Remember when you were a teenager, and your parent’s prime duty was to embarrass you? They were good at that. You would put your hands in front of your face and say “I don’t know you”!
Well, perhaps those words should have been spoken by your parents. For maybe you are a changeling, and they don’t know you. The idea of a changeling is common in European folklore, including the country of Germany. A changeling often is the baby of the fairies, switched out for a human infant.

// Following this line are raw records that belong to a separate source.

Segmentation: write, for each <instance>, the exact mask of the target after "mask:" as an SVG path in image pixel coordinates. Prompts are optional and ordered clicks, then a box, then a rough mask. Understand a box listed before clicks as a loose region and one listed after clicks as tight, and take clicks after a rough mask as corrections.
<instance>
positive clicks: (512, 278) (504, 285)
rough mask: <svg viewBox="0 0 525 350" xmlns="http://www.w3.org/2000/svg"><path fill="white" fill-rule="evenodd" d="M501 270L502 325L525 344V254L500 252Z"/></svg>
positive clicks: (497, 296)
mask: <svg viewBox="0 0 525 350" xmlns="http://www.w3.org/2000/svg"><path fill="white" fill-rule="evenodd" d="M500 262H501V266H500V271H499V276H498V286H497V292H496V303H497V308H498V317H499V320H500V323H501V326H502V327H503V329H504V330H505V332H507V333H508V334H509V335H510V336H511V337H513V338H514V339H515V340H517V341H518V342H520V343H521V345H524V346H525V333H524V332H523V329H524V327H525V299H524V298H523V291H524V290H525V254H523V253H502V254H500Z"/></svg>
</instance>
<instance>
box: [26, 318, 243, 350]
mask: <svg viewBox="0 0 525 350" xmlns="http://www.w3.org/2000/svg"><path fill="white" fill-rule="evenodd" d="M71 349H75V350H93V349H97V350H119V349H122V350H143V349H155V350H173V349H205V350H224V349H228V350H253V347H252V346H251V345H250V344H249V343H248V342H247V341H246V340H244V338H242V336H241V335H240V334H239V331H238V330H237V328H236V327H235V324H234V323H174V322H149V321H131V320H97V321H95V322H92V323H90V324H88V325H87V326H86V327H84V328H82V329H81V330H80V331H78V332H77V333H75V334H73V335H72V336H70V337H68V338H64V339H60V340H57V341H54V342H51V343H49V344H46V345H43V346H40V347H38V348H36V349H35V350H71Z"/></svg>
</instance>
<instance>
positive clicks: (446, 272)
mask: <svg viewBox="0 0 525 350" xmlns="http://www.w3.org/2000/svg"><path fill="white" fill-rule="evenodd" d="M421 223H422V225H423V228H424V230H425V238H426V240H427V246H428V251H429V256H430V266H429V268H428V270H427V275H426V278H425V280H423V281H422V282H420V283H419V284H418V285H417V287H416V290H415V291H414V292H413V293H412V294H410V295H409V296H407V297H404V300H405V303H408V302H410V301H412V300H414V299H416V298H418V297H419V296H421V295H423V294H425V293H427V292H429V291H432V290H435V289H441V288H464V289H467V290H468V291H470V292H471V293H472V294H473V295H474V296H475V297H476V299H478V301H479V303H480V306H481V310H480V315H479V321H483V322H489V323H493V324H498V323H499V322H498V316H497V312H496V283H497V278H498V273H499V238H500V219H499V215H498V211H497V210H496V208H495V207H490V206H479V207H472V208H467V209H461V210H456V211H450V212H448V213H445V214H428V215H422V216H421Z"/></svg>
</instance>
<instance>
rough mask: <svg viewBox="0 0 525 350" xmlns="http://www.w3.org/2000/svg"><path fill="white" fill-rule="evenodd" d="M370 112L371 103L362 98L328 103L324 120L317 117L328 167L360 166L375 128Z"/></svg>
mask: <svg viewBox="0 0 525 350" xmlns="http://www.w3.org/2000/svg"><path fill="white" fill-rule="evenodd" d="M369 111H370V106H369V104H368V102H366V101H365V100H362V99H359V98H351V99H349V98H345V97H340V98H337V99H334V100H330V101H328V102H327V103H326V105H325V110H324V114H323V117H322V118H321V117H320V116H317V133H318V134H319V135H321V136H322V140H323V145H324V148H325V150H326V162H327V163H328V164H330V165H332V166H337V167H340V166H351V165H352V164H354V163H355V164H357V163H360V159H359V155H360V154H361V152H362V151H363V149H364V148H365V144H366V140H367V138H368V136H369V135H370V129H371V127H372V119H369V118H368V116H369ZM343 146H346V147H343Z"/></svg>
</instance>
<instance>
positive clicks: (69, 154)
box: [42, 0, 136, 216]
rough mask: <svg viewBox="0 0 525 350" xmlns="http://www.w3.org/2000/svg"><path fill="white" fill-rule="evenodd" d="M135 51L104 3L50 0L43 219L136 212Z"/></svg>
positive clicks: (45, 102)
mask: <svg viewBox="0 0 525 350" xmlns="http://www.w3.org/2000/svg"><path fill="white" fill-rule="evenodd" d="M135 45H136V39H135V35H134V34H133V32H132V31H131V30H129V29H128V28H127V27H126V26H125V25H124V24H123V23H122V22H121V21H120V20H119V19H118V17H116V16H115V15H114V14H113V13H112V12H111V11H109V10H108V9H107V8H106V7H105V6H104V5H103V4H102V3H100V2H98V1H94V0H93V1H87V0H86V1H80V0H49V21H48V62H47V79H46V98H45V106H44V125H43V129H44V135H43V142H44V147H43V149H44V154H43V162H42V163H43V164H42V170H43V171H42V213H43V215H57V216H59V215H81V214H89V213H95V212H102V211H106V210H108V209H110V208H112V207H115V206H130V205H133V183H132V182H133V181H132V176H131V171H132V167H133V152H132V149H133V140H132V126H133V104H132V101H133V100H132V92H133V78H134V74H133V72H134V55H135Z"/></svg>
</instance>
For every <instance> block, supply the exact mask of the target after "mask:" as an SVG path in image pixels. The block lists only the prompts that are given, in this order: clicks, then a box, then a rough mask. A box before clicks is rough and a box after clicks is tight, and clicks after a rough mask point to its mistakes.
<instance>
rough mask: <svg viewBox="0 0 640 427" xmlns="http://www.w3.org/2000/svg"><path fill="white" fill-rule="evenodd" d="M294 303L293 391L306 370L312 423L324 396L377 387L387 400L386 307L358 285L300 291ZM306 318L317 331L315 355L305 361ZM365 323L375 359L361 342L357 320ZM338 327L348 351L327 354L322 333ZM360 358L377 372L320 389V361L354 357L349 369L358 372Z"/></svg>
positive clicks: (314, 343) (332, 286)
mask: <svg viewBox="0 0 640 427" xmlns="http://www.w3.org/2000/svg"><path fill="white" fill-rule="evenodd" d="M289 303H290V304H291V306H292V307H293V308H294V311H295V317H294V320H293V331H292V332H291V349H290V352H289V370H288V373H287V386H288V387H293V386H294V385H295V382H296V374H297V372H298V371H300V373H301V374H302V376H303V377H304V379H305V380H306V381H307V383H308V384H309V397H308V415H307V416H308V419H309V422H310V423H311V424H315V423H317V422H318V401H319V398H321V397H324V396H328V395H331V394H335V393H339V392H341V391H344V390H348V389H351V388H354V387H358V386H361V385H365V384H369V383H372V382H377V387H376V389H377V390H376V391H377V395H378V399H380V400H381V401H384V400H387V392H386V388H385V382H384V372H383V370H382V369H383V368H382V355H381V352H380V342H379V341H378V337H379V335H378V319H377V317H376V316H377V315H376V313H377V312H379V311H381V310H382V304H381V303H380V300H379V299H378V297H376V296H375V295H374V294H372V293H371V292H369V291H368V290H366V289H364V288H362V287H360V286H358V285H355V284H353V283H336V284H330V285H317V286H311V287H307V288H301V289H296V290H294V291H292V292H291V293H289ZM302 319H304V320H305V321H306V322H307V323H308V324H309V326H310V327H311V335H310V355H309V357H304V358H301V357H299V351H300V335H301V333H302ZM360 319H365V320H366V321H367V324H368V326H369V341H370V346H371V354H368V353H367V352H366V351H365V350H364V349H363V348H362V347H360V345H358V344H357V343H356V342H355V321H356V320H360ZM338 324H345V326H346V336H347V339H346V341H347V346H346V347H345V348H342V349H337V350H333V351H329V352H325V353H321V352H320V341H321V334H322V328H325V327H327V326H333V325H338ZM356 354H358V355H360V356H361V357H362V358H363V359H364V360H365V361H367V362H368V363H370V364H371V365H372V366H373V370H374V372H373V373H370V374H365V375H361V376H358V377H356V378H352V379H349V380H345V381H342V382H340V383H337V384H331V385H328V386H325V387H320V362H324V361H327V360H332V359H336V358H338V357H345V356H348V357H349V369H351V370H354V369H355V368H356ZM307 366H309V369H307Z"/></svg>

The birth of a baby was not always met with celebration in the fairy world. Their babies were difficult, demanding, a challenge to raise. Not at all like those sweet faced, dimpled, and smiling infants of humans. Fairy mothers were envious, and they wished they could also have such a good baby. So if the parents of that human baby were not diligent and watchful, the fairies would sneak up and take that infant, leaving their own in its place. A changeling.
This child was unlike the others in the family, emotionally and physically. Folklore researchers think perhaps the idea of the changeling evolved from the pattern of succession in a monarchy. Inheritance, especially by the oldest son of the king was a way to gain political and economic power. If there was a doubt as to the legitimacy of that heir, challenges, including warfare, could arise. Was that prince the true son of the king, or could he be a changeling?
The realities of some of these stories reflect a child that was born with physical deformities, disease, or mental retardation. Recent studies of European folktales suggest that autism perhaps resulted in a child being labeled as a changeling. The description in some stories accurately describes an autistic child. This is an interesting subject I am sure we will hear more about in the coming years.
My family is not German, but many of our neighbors were, and the folktales about changelings were common when I grew up. Me? Yes, my mother told me I was a changeling. I was born at the beginning of the gardening season in the north, and disappeared one day soon after. She quickly found me under a cabbage leaf much to her relief. But when I began to talk, I spoke a language no one could understand. No one, except for the German lady who lived just up the road. And that was all the proof my mother needed.